The National Chicken Council, along with 15 other groups, hosted a policy forum this week on Capitol Hill entitled “Corn Ethanol Policy in the 112th Congress.”  The policy forum included a number of experts presenting research and providing insight into the impact of corn ethanol on energy independence, food security and stability in developing nations, fiscal responsibility, and environmental stewardship.   Panelists also discussed the history of ethanol subsidies and the impact of those subsidies on rural America and jobs and on the federal budget.
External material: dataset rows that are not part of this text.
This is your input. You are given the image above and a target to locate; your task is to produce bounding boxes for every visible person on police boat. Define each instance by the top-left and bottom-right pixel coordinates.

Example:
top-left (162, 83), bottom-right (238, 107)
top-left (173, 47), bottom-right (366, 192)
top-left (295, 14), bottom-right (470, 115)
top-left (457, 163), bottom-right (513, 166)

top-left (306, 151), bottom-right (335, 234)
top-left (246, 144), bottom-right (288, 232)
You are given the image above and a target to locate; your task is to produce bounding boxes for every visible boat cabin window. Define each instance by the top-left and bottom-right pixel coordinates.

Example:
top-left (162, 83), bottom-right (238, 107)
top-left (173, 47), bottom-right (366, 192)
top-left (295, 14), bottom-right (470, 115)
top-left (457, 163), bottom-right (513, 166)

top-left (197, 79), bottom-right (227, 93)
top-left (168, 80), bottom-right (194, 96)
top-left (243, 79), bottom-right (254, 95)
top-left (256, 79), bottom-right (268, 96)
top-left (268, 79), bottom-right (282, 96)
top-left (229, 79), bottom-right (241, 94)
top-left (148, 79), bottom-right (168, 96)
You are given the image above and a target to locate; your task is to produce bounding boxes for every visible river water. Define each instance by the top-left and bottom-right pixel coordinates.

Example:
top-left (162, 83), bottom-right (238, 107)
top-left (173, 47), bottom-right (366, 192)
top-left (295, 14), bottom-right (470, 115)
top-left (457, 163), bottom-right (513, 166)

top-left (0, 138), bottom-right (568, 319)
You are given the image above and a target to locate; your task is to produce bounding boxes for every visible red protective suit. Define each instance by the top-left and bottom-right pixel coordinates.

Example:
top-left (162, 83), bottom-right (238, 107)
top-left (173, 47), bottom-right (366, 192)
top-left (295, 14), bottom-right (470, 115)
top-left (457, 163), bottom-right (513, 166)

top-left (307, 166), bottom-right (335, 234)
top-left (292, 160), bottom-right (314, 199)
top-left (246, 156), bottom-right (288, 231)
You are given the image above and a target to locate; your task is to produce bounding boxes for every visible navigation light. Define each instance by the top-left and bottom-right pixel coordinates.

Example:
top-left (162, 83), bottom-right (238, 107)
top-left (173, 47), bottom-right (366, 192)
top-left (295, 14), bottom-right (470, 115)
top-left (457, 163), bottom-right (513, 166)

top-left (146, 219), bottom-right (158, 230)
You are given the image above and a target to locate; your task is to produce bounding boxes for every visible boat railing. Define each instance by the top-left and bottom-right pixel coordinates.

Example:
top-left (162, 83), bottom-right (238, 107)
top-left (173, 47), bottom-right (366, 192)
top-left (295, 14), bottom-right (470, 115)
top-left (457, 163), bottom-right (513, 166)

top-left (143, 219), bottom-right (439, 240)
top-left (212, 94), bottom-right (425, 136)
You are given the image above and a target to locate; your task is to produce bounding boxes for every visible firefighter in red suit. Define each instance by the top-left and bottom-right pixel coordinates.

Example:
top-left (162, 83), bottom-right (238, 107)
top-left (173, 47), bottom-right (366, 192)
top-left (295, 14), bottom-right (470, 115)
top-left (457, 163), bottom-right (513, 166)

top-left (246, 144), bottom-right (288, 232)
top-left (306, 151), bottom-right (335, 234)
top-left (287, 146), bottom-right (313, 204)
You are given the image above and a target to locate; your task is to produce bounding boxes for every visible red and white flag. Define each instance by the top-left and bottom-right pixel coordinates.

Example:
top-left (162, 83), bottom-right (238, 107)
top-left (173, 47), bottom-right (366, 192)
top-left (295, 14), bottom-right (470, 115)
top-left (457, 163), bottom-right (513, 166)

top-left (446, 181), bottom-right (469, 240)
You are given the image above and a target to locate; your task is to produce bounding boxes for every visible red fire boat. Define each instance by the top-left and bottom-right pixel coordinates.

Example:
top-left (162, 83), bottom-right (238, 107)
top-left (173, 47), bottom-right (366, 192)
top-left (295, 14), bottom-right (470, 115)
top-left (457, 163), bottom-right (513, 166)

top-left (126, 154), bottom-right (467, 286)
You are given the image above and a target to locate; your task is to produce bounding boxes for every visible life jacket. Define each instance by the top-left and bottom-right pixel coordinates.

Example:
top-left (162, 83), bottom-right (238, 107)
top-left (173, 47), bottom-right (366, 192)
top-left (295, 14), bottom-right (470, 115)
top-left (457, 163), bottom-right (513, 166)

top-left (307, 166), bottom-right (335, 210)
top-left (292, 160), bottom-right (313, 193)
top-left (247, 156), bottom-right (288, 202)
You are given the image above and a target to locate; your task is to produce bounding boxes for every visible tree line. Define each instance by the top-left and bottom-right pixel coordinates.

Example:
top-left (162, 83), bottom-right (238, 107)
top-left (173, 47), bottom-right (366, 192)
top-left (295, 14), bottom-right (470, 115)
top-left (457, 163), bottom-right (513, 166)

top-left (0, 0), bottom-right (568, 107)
“U.S. ethanol policy has drained the world’s grain reserves, adding little, if anything, to the U.S. economy and has significantly raised the cost of U.S. and global food production,” Dr. Tom Elam, one of the forum panelists and president of FarmEcon, told forum participants.  He added that there has been no real growth in the Gross Domestic Product nor has there been any measurable increase in employment as a result of the increase in ethanol production.  In 2010, grain buyers around the world had to pay $130 billion more for corn because so much corn was used for ethanol, Elam said.  Other crops cost would be additional, he said.
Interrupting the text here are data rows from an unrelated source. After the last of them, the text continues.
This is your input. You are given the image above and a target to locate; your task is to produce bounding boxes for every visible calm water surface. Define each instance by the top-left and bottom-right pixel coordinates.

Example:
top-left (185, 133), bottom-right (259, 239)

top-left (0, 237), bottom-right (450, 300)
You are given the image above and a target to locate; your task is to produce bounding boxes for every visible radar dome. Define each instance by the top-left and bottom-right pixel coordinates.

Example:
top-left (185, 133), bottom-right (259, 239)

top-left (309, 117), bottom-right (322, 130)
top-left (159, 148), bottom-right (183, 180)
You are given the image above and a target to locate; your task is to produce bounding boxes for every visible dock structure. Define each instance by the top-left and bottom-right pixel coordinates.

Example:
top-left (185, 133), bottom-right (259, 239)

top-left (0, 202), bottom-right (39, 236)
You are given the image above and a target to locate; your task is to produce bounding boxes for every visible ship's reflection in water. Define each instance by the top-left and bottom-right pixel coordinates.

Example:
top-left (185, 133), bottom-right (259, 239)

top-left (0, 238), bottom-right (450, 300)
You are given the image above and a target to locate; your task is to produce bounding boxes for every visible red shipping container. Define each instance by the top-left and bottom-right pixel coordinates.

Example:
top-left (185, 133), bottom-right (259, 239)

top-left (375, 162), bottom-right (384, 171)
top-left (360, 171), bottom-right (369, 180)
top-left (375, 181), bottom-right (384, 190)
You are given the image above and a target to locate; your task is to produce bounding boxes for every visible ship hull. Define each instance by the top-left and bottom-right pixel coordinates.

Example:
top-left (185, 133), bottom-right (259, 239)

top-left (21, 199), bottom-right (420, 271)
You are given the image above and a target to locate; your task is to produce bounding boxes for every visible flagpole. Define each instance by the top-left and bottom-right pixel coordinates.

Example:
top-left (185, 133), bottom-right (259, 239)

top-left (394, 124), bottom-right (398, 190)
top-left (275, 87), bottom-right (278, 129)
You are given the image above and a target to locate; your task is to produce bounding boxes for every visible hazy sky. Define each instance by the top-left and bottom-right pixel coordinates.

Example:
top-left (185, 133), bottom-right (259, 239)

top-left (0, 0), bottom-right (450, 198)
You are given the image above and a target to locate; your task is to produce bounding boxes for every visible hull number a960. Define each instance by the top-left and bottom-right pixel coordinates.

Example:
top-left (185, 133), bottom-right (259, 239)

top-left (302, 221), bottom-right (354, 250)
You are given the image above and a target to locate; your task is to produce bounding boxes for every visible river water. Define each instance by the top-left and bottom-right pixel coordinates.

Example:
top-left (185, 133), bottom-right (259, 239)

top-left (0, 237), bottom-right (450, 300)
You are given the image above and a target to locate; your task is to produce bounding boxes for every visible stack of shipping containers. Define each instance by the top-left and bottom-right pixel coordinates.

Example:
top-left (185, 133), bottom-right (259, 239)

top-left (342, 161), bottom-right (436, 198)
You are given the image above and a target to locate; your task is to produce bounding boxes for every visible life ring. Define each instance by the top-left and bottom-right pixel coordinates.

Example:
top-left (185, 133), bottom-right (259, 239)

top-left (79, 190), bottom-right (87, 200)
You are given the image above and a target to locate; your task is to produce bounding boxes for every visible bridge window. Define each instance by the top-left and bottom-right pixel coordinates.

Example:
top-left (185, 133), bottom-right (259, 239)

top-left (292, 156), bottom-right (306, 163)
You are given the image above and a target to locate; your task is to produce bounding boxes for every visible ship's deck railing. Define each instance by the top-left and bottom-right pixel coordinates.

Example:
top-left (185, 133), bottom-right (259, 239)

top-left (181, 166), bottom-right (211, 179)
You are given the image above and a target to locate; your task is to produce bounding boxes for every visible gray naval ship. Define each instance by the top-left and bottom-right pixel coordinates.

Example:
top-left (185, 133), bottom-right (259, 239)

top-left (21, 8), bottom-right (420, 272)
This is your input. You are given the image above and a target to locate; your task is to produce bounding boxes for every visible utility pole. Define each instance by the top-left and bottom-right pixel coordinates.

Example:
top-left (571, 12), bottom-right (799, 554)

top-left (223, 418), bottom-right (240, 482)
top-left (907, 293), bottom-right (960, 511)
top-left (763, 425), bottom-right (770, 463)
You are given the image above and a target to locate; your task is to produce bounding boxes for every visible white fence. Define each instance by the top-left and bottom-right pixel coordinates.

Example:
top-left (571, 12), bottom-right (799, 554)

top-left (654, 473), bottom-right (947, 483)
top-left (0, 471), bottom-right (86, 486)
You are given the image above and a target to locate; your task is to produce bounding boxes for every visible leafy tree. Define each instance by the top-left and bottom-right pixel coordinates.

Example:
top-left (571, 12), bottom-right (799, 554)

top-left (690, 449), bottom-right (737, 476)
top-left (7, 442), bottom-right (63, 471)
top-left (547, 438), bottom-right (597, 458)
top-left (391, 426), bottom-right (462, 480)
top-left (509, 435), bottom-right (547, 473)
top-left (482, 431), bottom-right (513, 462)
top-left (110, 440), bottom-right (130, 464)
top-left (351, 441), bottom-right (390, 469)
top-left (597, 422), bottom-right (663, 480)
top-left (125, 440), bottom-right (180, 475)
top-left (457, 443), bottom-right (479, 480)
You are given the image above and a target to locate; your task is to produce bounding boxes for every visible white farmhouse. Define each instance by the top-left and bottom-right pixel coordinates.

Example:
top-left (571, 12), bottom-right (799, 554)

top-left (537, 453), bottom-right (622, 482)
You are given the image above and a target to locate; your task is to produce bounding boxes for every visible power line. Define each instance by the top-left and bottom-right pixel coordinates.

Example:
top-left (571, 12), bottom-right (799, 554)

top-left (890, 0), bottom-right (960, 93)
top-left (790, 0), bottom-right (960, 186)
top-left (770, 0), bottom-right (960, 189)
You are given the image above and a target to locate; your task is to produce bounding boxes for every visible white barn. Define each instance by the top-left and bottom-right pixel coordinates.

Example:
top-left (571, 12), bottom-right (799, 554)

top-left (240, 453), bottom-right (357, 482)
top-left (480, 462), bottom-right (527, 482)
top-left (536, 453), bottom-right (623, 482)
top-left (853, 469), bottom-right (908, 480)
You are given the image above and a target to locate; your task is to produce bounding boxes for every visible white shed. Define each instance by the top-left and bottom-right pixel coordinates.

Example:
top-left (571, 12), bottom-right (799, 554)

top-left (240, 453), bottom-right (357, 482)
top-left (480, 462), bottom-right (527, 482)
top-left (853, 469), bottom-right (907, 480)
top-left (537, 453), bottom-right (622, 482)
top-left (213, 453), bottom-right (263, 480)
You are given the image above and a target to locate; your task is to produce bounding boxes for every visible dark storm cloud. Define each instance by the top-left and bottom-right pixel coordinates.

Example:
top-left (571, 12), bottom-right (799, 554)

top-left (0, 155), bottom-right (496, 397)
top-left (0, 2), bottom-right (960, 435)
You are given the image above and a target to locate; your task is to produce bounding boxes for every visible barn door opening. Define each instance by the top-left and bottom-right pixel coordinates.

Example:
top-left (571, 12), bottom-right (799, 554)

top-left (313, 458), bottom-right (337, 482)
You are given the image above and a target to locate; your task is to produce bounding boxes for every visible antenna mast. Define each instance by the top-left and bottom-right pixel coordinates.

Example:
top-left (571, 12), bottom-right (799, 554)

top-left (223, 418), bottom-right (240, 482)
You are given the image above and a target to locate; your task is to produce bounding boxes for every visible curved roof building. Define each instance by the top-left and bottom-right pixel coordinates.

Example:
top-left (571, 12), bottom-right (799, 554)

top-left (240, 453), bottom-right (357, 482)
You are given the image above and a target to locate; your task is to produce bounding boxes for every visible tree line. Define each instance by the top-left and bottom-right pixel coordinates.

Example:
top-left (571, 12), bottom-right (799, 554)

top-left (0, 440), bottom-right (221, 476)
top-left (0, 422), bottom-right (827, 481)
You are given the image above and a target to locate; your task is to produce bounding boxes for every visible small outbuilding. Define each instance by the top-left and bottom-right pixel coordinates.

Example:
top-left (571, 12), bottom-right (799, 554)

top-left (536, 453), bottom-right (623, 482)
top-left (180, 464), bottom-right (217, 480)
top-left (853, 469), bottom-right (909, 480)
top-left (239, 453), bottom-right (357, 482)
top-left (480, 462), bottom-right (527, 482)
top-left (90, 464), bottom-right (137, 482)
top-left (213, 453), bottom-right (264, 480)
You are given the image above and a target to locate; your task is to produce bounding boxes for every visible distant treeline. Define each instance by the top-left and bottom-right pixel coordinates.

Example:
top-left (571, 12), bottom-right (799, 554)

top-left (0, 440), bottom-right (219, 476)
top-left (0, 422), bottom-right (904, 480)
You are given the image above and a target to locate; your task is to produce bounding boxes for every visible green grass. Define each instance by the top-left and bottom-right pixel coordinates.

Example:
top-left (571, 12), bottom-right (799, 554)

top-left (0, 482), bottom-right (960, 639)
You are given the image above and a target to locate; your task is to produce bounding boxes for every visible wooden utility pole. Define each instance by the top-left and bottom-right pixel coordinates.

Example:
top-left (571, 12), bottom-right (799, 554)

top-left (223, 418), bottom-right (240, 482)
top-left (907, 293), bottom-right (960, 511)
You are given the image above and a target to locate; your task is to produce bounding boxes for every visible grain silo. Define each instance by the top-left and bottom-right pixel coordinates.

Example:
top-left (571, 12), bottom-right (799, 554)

In addition to the National Chicken Council, sponsors included Actionaid; Americans for Limited Government; American Frozen Food; American Meat Institute; California Milk Producers Council; Clean Air Task Force; Competitive Enterprise Institute; Environmental Working Group; Friends of the Earth; Freedom Action; Grocery Manufacturers Association; National Council of Chain Restaurants; National Meat Association; National Turkey Federation; and Taxpayers for Common Sense.